If you’re working with Tableau a lot, you may also want to get familiar with the Tableau Hyper API, as it comes with even more options for working with SQL. I’m still hopeful that support for scalar functions will be introduced someday, because complex pieces of logic in SQL (particularly the sort of thing that involves long CASE expressions) sometimes have to be duplicated. This is a frequent occurrence with UNION clauses where the same logic needs to be applied to blended data regardless of its source.

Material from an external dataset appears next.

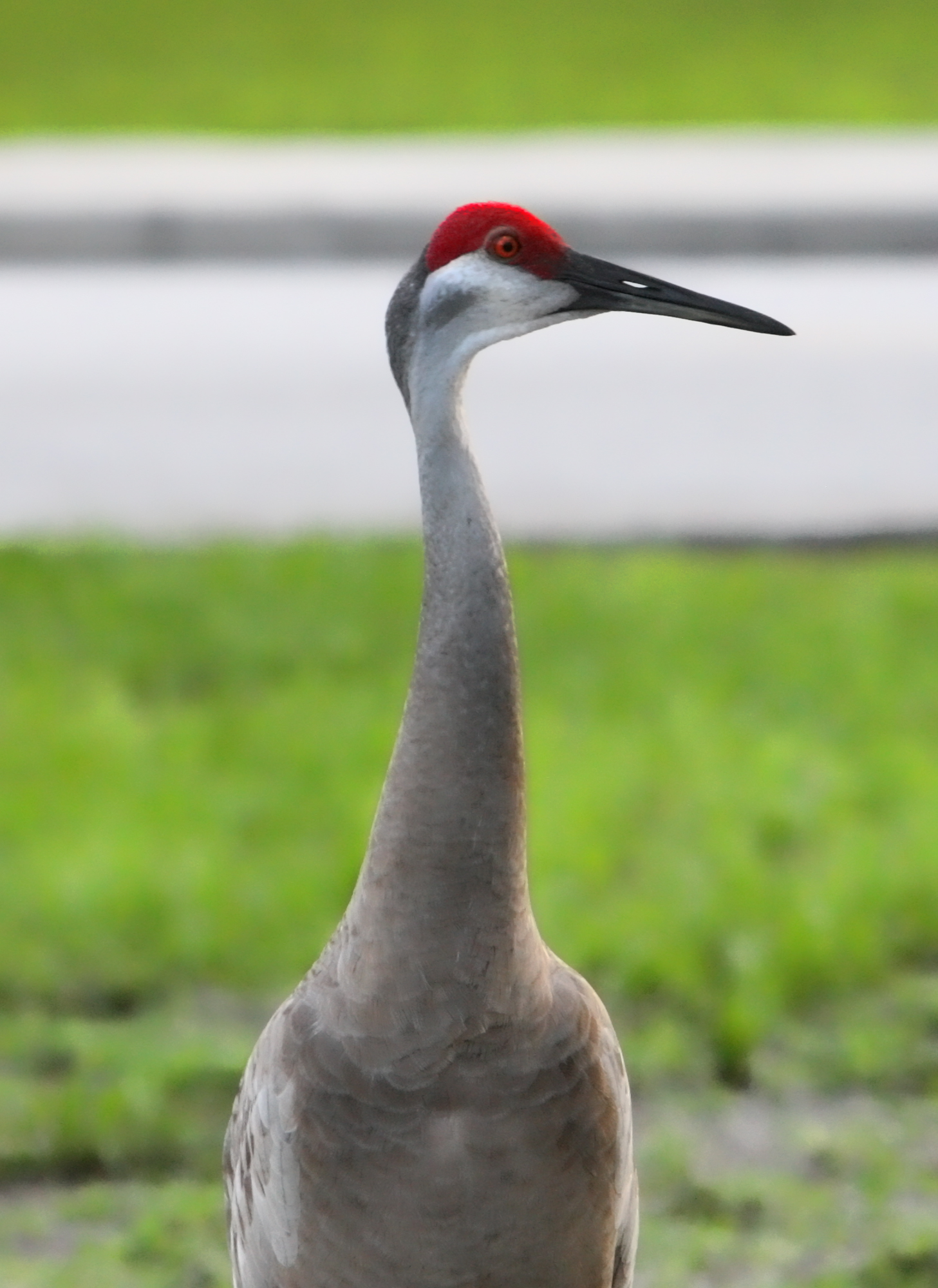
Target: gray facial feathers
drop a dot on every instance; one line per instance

I also know that the “hub and spoke” org model for Data Cloud means that OAuth flows end up with an additional complication when it comes to getting access tokens to query Data Cloud via REST from a different org. Depending on your use-case, Data Cloud One may be more viable; I’ve also heard from the External Auth Identity Provider team (you may remember their work from Implementing OAuth Browser Flows Properly) that they are working on improvements to the current process which will allow you to declaratively wire up token exchanges like this one — safe harbor!.

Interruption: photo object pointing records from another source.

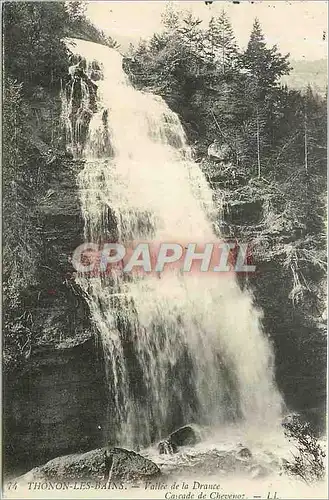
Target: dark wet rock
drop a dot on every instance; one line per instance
(118, 463)
(244, 453)
(184, 436)
(165, 447)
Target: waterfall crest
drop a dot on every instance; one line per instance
(178, 349)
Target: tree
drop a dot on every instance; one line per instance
(264, 64)
(221, 43)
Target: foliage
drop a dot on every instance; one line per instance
(262, 147)
(35, 62)
(308, 464)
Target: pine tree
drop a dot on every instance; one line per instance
(221, 44)
(264, 64)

As always, thanks to Arc and Henry for their support on Patreon. I haven’t had many chances to sit down and write, recently — this very article has been brewing for many moons now — but I love that regardless of what else is happening in life and work, I always get the chance to sit down and do deep dives like this. Hopefully it helps, and thanks for reading!